SUARAPUBLIK.ID, PALEMBANG – Menteri Hukum (Menkum), Supratman Andi Agtas meresmikan 3.258 Pos Bantuan Hukum (Posbakum) gratis desa/kelurahan yang tersebar di 17 kabupaten/kota Provinsi Sumatera Selatan (Sumsel).
“Posbankum di Sumsel telah terbentuk 100 persen dan tentu ini akan menjadi contoh bagi provinsi lain di Indonesia,” ujar Supratman saat dibincangi langsung, Senin (28/7/2025).
Ia menjelaskan jika pembentukan posbankum itu sekaligus untuk memberikan pelatihan kepada paralegal yang bertujuan untuk mempermudah masyarakat dalam memperoleh akses keadilan, bahkan hingga ke tingkat desa/kelurahan.

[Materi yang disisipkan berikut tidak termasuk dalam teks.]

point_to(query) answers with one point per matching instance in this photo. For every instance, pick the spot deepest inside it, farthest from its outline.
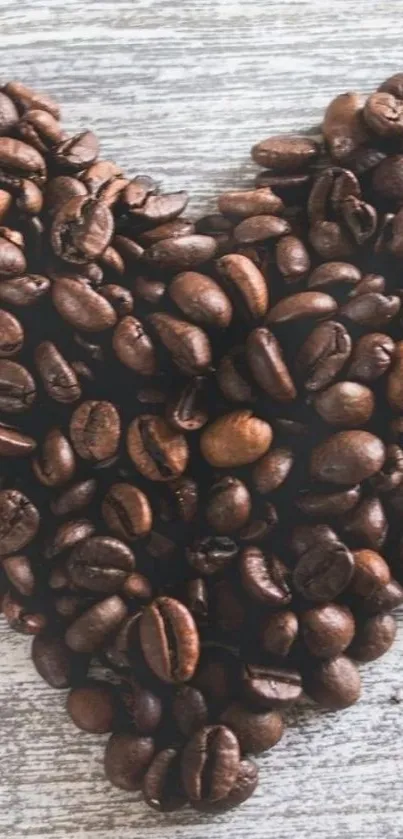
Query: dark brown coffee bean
(348, 457)
(169, 640)
(19, 521)
(246, 285)
(95, 430)
(278, 633)
(100, 564)
(127, 758)
(89, 631)
(345, 404)
(271, 687)
(265, 358)
(17, 387)
(324, 504)
(252, 202)
(127, 511)
(74, 498)
(210, 763)
(255, 732)
(228, 506)
(265, 577)
(55, 662)
(327, 630)
(373, 638)
(235, 439)
(55, 463)
(323, 355)
(181, 254)
(189, 710)
(158, 452)
(92, 707)
(334, 684)
(18, 570)
(272, 470)
(162, 785)
(58, 377)
(325, 566)
(284, 153)
(211, 554)
(23, 291)
(304, 304)
(201, 299)
(15, 444)
(372, 357)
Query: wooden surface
(181, 89)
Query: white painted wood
(181, 90)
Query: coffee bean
(89, 631)
(95, 430)
(268, 367)
(210, 763)
(169, 640)
(127, 511)
(323, 355)
(91, 707)
(271, 687)
(235, 439)
(334, 684)
(100, 564)
(373, 638)
(19, 521)
(127, 758)
(158, 452)
(201, 299)
(325, 566)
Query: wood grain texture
(181, 90)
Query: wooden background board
(181, 90)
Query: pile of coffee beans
(201, 440)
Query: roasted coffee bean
(89, 631)
(265, 577)
(345, 404)
(284, 153)
(235, 439)
(17, 387)
(158, 452)
(92, 707)
(323, 355)
(265, 358)
(55, 662)
(334, 684)
(371, 358)
(100, 564)
(327, 630)
(246, 285)
(19, 521)
(201, 299)
(211, 553)
(228, 506)
(127, 511)
(210, 763)
(373, 638)
(95, 430)
(271, 687)
(169, 640)
(279, 632)
(348, 457)
(55, 463)
(58, 377)
(127, 758)
(324, 567)
(188, 345)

“Pentingnya posbankum ini agar semua masyarakat, terutama yang lemah yang harus dilindungi untuk mendapatkan akses keadilan,” jelasnya.

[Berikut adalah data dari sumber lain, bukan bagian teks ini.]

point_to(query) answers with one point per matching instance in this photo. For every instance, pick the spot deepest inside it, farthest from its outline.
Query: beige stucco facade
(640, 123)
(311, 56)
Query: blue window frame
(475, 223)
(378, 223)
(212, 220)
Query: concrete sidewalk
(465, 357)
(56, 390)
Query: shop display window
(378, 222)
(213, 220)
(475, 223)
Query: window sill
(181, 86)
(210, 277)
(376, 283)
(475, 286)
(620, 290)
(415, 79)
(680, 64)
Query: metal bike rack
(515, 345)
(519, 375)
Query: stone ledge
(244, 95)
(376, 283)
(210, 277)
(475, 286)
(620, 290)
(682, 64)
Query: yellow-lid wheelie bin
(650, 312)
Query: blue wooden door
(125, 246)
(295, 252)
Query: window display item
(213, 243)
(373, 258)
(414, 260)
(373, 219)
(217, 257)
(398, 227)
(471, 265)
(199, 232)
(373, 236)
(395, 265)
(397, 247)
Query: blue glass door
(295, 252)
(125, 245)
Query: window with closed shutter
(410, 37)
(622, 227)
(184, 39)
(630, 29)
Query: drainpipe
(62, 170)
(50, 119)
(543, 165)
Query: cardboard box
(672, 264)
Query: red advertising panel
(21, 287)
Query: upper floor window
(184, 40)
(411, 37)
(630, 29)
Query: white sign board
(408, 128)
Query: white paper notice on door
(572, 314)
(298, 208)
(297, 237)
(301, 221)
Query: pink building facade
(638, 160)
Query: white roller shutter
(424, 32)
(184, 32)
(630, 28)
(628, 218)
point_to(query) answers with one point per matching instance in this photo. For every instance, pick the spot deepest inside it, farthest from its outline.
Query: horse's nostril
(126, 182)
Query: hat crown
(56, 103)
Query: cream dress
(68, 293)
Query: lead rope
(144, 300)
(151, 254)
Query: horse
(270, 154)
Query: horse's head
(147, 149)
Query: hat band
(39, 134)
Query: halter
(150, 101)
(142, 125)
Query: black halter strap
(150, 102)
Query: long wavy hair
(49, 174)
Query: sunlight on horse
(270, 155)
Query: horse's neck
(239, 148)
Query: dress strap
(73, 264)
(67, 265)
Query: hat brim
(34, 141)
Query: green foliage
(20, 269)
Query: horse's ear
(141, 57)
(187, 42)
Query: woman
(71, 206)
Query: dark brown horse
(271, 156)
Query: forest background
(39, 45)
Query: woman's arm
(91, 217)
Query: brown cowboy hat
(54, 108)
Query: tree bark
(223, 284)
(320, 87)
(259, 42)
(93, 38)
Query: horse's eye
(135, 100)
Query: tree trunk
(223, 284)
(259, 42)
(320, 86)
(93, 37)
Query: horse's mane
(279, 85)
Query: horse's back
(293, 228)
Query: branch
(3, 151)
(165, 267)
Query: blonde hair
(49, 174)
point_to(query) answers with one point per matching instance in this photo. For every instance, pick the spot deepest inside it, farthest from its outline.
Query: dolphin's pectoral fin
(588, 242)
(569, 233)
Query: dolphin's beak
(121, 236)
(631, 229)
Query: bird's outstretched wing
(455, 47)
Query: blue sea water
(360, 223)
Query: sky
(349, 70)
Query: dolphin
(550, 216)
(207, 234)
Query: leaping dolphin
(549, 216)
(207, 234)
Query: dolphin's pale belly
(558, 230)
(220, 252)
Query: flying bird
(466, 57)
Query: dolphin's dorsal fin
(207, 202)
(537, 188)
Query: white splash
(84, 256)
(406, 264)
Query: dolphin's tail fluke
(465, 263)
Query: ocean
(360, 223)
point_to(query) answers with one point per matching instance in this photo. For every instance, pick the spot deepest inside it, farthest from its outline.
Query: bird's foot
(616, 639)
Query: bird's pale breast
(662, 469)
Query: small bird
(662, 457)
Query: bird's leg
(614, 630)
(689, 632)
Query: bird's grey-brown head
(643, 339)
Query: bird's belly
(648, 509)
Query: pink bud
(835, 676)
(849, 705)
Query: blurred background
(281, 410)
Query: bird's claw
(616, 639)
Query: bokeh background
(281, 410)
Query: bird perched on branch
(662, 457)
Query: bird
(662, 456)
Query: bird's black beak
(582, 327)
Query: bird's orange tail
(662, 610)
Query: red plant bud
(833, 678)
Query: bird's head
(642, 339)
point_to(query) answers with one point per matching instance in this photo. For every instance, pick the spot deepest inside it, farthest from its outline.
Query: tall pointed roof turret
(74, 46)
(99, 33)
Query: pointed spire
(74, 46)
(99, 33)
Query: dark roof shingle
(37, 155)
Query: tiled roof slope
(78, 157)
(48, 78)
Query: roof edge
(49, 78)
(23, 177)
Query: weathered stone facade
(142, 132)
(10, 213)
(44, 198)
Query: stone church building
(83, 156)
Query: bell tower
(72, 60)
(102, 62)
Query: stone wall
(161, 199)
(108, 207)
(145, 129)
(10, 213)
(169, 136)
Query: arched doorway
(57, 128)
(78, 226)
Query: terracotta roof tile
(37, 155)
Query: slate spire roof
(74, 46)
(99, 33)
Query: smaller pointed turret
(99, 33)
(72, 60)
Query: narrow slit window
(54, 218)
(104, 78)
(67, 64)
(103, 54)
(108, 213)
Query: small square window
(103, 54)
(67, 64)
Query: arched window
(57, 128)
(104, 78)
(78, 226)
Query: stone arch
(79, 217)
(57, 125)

Ia mengatakan program tersebut akan bekerjasama dengan pihak kepolisian daerah untuk membantu menyelesaikan perkara yang mungkin terjadi di lapangan.
“Di Polda kan ada Bhabinkamtibmas, dimana semua ada polisi yang ada di desa. Jadi karena itu nanti prosesnya bisa dikerjasamakan untuk perkara-perkara pidana. Tapi tidak hanya soal pidana, nanti juga bisa membantu mediasi yang lain,” katanya.
Sementara itu, Gubernur Sumsel Herman Deru mengungkapkan bahwa pemberian Posbakum sudah 100 persen rampung dan mendapatkan rekor muri.
“Sumsel jadi provinsi pertama yang 100 persen selesai, kami ucapkan terima kasih. Rekor Muri ini menjadi penyemangat bagi kita untuk memberikan pelayanan hukum di Sumsel,” ungkapnya.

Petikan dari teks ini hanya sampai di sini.